Now is the worst time in the history of the world for the US government to market crude oil from strategic storage. Yet Vice-Pres. Al Gore wants to do precisely that.

Now is the worst time in the history of the world for the US government to market crude oil from strategic storage. Yet Vice-Pres. Al Gore wants to do precisely that.

During a campaign stop at a heating oil distributor in St. Mary's County, Md., Sept. 21, Gore proposed a phased drawdown from the Strategic Petroleum Reserve via a series of swaps of 5 million bbl each.

He said the swaps would increase volumes of heating oil available for winter.

He's wrong about that. And he's wrong about tapping the SPR.

The market needs more crude oil than is available now, to be sure. But it needs crude for storage, not distillation towers of refineries.

Especially in the US, distillation capacity is fully utilized. Refiners can't run crude much faster than they are at present. So more crude won't mean more heating oil.
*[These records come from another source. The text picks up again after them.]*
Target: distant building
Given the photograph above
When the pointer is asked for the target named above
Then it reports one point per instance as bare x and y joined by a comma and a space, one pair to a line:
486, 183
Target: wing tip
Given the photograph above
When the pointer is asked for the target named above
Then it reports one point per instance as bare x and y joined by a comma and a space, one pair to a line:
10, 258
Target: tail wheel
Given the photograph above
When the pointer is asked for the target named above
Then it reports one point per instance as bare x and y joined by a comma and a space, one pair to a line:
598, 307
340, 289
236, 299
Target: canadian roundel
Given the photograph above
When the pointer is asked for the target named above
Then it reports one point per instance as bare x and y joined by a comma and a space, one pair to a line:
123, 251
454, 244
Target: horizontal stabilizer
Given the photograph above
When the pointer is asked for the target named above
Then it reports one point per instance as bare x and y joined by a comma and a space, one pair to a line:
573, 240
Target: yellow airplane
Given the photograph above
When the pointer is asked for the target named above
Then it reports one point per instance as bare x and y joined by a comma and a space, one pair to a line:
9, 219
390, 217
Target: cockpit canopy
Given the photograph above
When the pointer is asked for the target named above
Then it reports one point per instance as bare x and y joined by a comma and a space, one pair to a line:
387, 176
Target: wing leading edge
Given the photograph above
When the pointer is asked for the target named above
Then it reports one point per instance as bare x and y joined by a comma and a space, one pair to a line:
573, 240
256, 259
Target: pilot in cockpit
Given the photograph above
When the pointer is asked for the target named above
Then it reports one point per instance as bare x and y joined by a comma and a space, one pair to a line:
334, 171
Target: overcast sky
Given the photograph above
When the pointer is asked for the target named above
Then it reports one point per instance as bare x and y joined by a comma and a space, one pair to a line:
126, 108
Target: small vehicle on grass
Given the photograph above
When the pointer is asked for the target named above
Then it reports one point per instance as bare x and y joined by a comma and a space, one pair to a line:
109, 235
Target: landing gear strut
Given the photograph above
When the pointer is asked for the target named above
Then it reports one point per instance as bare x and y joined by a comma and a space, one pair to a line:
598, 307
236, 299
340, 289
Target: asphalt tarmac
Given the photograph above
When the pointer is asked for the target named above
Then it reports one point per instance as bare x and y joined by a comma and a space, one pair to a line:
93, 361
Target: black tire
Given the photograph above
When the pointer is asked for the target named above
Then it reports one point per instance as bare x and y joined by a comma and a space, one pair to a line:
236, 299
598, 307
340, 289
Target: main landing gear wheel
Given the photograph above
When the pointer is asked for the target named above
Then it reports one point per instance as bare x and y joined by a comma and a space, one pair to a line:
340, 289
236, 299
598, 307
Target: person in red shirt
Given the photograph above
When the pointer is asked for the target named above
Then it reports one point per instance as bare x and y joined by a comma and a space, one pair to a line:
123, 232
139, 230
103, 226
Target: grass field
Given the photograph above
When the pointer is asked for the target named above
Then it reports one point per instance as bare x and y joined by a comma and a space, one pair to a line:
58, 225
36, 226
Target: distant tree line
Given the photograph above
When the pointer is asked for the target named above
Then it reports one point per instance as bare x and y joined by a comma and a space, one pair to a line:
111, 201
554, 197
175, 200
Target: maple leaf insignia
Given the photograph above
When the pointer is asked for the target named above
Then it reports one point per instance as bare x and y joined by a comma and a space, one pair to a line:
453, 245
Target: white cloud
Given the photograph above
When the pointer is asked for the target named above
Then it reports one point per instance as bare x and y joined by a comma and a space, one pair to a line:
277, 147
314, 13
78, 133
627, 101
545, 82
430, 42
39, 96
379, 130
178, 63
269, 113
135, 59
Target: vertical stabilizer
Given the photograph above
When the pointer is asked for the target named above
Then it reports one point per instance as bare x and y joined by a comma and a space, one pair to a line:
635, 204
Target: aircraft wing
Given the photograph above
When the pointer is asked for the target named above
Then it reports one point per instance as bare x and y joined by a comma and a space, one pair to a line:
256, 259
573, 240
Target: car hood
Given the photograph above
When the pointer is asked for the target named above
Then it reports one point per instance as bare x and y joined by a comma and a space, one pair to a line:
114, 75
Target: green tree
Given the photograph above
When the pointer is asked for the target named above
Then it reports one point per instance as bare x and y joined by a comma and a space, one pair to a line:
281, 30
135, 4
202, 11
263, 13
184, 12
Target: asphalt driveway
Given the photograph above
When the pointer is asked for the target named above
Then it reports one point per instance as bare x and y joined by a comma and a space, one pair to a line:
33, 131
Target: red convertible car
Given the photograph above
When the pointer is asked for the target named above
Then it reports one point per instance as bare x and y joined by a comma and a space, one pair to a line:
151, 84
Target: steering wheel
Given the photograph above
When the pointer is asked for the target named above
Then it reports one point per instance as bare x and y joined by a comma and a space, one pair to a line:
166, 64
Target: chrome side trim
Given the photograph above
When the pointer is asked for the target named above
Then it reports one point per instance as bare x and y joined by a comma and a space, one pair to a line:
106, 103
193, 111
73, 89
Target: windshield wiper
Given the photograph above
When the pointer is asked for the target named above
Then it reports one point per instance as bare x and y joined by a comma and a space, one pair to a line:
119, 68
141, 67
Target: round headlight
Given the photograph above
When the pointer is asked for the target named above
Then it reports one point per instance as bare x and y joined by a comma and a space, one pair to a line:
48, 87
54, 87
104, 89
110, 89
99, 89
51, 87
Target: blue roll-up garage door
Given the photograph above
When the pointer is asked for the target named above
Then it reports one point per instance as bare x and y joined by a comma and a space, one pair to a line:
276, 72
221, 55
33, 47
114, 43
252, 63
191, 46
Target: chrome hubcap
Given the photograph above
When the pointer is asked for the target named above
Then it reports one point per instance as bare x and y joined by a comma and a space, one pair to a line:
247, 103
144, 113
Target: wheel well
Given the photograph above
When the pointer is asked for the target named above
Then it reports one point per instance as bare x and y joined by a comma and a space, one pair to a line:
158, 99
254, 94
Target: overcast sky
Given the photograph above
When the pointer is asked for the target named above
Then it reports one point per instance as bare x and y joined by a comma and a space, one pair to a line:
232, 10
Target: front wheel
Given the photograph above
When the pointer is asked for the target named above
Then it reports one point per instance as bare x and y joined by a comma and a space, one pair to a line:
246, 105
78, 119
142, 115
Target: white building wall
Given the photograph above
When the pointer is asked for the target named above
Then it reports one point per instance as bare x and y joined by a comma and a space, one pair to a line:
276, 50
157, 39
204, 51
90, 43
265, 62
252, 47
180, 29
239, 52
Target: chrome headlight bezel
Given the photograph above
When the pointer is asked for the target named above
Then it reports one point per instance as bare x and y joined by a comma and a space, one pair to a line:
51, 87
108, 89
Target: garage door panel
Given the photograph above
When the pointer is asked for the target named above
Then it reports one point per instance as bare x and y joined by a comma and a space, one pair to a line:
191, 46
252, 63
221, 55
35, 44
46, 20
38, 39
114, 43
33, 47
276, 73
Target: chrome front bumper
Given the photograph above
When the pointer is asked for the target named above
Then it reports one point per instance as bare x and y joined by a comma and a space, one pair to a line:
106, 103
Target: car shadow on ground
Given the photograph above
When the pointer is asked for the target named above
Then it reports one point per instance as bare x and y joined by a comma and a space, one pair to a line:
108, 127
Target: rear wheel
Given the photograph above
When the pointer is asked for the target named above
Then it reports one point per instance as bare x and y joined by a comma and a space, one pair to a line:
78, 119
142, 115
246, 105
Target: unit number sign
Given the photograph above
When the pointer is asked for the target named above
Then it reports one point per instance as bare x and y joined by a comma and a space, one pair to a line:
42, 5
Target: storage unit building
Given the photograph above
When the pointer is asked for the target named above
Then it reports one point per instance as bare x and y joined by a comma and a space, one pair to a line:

Gore is ignoring a very important stress on the market: a processing bottleneck.

More crude might indeed ease crude prices and help replenish inventories of raw material. But under current conditions more crude via an SPR draw would be largely just a transfer from government to commercial storage. Because of the processing bottleneck and low product stocks, the effects on availability and price of heating oil this winter would be negligible.

What is more, the market can work its way through this shortage. It is already doing so. But the adjustment is vulnerable to upset because of the low volumes in storage.
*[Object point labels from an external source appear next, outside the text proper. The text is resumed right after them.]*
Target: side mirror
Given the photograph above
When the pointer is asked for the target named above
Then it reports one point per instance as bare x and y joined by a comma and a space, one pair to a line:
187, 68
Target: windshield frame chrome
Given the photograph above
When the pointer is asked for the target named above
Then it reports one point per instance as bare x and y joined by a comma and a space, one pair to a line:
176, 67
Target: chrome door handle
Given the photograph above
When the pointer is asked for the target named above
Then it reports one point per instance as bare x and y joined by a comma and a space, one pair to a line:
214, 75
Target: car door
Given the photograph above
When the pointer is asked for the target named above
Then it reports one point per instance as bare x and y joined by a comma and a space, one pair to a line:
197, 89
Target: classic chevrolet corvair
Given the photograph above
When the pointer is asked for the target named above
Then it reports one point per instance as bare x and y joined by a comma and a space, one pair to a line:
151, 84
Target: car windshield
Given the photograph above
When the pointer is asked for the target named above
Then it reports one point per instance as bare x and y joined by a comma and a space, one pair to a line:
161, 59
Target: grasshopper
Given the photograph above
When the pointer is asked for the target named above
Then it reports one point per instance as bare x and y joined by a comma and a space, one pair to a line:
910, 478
One potential upset was described here last week: a politically inspired production cut by Iraq. The SPR is supposed to defend the US against that type of mischief, not against a market swing, however extreme it is. The tight market increases Iraq's leverage.

Two things discourage a maverick producer such as Iraq from resorting to such mischief. One of them is idle production capacity elsewhere-now mostly in Saudi Arabia. The other is crude hoarded for the express purpose of offsetting voids that occur for reasons beyond the market.

SPR is supposed to fill the latter role. A premature drawdown blunts the weapon.

A disadvantage of SPR has always been the temptation to use it for domestic political purposes. Gore's proposal makes the threat real.

An SPR draw would of course look to some voters like decisive response to an issue of legitimate popular concern.

In fact, it would amount to a purposeless expenditure of strategic defense just when a real strategic hazard loomed into view.